A counter demonstration by pro-life group Both Lives Matter saw ten women, each holding a box containing 10,000 names, marching to Parliament, representing the 10,000 people they estimate are alive today because of NI abortion laws.
However pro-life campaigner Bernie Smyth of Precious life claimed that few people truly understand what Amnesty is pressing for.
She said they are not pressing for the extension of GB legislation to NI, which requires two doctors to agree there are medical grounds for an abortion and that it must be take place within six months from conception.
But Ms Smyth claims the campaigners are actually calling for total decriminalisation, which she says would permit abortions right up until birth - and make it lawful to leave a baby to die if it survives an attempted abortion.

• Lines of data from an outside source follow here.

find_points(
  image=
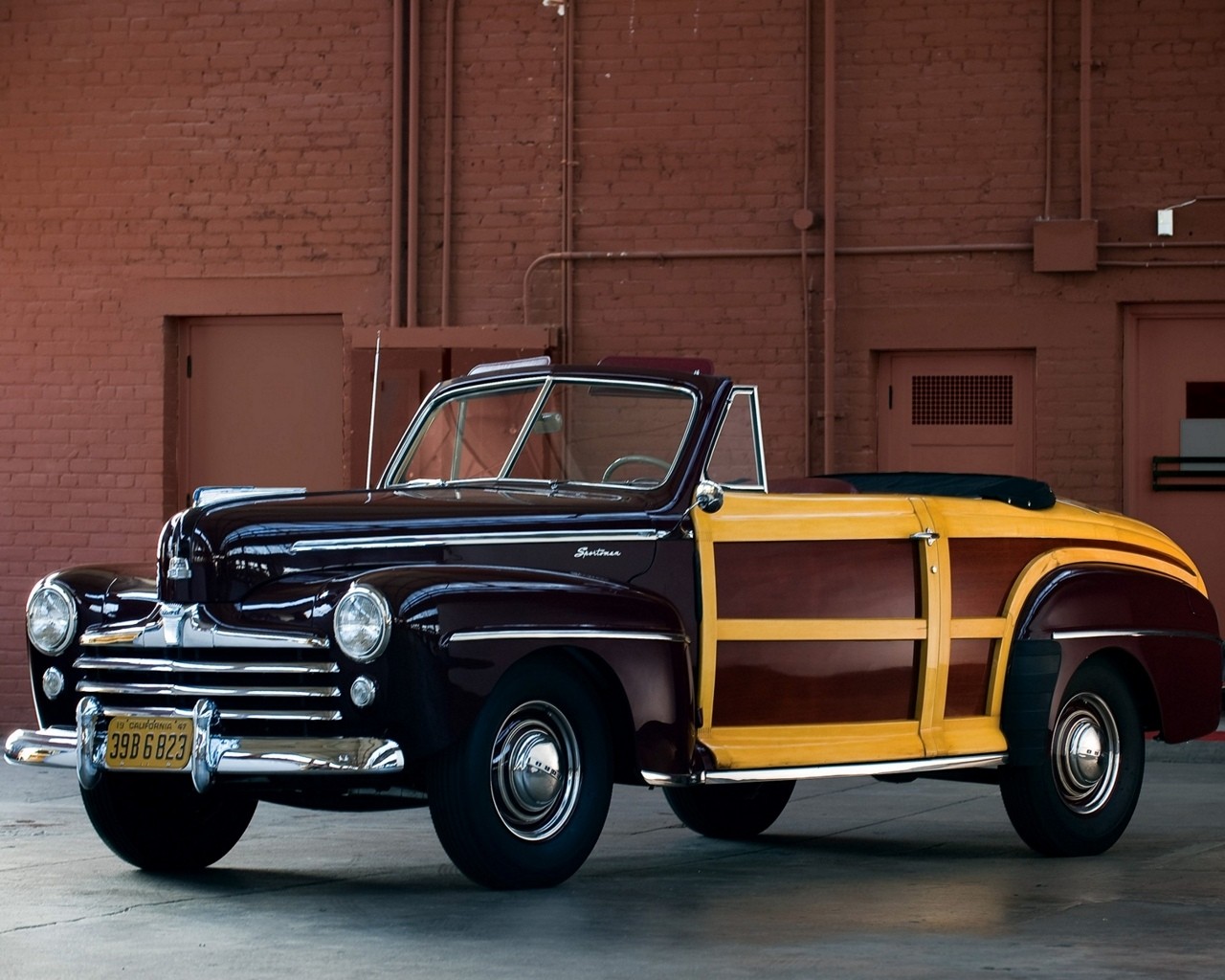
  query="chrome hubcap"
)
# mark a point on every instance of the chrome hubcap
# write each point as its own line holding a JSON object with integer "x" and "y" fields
{"x": 534, "y": 772}
{"x": 1085, "y": 753}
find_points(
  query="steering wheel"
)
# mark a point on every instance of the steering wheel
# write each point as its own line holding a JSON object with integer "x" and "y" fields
{"x": 635, "y": 457}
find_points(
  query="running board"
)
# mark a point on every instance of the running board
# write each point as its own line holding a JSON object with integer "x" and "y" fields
{"x": 902, "y": 767}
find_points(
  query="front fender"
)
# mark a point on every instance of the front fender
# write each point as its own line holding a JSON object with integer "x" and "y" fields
{"x": 458, "y": 630}
{"x": 1163, "y": 631}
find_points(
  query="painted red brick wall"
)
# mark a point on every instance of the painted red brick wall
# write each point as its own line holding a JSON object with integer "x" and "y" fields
{"x": 204, "y": 157}
{"x": 147, "y": 149}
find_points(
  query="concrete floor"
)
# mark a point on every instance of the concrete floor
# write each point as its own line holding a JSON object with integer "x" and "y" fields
{"x": 858, "y": 879}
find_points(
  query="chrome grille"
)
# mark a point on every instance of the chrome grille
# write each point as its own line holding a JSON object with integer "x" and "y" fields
{"x": 265, "y": 690}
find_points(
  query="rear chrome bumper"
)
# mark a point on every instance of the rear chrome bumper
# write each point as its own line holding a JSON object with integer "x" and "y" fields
{"x": 84, "y": 748}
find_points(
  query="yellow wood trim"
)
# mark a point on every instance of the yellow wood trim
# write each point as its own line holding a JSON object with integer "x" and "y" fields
{"x": 788, "y": 517}
{"x": 768, "y": 747}
{"x": 817, "y": 630}
{"x": 987, "y": 628}
{"x": 969, "y": 736}
{"x": 935, "y": 653}
{"x": 708, "y": 639}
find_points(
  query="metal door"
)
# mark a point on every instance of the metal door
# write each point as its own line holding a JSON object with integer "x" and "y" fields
{"x": 260, "y": 402}
{"x": 1173, "y": 428}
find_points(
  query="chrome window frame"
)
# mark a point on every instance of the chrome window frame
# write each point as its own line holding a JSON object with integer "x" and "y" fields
{"x": 437, "y": 396}
{"x": 762, "y": 485}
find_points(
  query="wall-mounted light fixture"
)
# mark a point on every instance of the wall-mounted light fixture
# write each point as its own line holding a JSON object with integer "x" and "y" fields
{"x": 1165, "y": 214}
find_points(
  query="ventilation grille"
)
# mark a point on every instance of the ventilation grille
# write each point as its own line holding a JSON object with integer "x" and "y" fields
{"x": 961, "y": 399}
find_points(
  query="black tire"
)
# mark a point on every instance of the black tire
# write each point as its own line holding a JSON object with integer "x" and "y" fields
{"x": 1080, "y": 800}
{"x": 521, "y": 800}
{"x": 161, "y": 823}
{"x": 734, "y": 812}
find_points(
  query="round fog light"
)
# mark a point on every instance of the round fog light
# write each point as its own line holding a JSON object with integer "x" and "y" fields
{"x": 363, "y": 691}
{"x": 53, "y": 682}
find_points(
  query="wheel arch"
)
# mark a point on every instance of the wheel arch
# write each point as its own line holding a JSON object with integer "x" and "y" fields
{"x": 458, "y": 631}
{"x": 1155, "y": 630}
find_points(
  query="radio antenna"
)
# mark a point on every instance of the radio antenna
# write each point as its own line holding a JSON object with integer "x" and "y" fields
{"x": 374, "y": 401}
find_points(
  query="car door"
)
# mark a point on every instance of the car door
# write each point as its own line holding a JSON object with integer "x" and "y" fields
{"x": 821, "y": 633}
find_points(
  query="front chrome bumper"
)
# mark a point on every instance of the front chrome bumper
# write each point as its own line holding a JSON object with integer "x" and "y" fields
{"x": 84, "y": 748}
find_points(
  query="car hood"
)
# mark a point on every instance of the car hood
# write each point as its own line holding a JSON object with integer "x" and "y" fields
{"x": 221, "y": 551}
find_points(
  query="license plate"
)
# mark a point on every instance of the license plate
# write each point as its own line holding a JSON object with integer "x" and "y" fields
{"x": 144, "y": 743}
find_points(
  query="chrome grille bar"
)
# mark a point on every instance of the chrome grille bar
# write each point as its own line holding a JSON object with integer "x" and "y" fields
{"x": 199, "y": 690}
{"x": 158, "y": 665}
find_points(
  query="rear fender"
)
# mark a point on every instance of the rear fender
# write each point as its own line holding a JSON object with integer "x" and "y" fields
{"x": 1162, "y": 633}
{"x": 458, "y": 630}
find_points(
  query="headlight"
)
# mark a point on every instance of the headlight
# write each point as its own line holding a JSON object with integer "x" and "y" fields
{"x": 362, "y": 624}
{"x": 51, "y": 617}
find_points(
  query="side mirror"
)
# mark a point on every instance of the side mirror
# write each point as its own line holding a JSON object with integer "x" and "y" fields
{"x": 709, "y": 497}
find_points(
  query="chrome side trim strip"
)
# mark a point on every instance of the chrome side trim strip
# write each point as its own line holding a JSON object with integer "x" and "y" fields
{"x": 513, "y": 538}
{"x": 901, "y": 767}
{"x": 466, "y": 635}
{"x": 161, "y": 665}
{"x": 1059, "y": 635}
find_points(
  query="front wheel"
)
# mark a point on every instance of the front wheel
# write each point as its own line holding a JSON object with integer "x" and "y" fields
{"x": 521, "y": 800}
{"x": 161, "y": 823}
{"x": 1080, "y": 800}
{"x": 735, "y": 812}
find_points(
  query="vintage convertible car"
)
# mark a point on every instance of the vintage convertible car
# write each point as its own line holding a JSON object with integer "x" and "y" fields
{"x": 571, "y": 577}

“The word decriminalisation is a euphemism for the legalisation of abortion right up to birth,” she said. “Putting a time limit on abortion goes against the whole belief system of abortion extremists because this is infringing upon ‘choice’ which in their eyes should be boundless for the woman.
“Decriminalisation of abortion across the entire UK is their ultimate goal. However decriminalisation also removes all legal protections for a pregnancy from deliberate domestic violence, dangerous driving, assaults, attacks or medical negligence. Under decriminalisation nobody would be held responsible for any of these actions if they result in the death of an unborn child, because it would have no protection in law.”
In New York this month Anthony Hobson was arrested for the fatal stabbing of his pregnant ex-girlfriend, Jennifer Irigoyen. “Prosecutors charged him with murder but were surprised to find that due to decriminalisation now they are no longer able to charge him with any criminal offence for the death of the unborn child,” Ms Smyth said.
She added: “The advert for the new series of ‘Derry Girls’ states, ‘You only get one life. Find your voice.’ Yet these actresses are pushing for the slaughter of innocent unborn children in the womb who have no voice.”
Speaking on BBC Talkback this week, actress Siobham McSweeeny affirmed her support for decriminalisation.
“We are going to hand in a petition of nearly 70,000 signatories demanding that the archaic and cruel laws that still exist in NI but not in the rest of the UK be taken away and decriminalised,” she said.
Asked if the cast were not concerned about alienating fans, she replied: “This is a human rights issue, not a moral issue. What we are asking for is choice.... We all in the cast greatly support this issue.”
Caller ‘June from Banbridge’ was angered. “I will never watch their old programme again,” she said. “Give them five minutes of fame and they can decide whenever you should live or die.”
But Jackie from Belfast, who is originally from Londonderry, firmly supported the Derry Girls.
“At 32 I had to travel to Birmingham for an abortion,” she said. “I felt and was treated like a criminal in my own community.”
Amnesty International NI campaigner Grainne Teggart responded that there “are lots of inaccuracies” in Ms Smyth’s claims, although she declined to single any out.
Instead, she supplied a list of links to websites for “for accurate, medical and professional information on what decriminalisation means”.
Organisations which support decriminalisation, she noted, include the UN Office of the High Commissioner for Human Rights, The Royal Colleges of GPs and Midwives and the British Pregnancy Advisory Service, a British charity which provides abortions.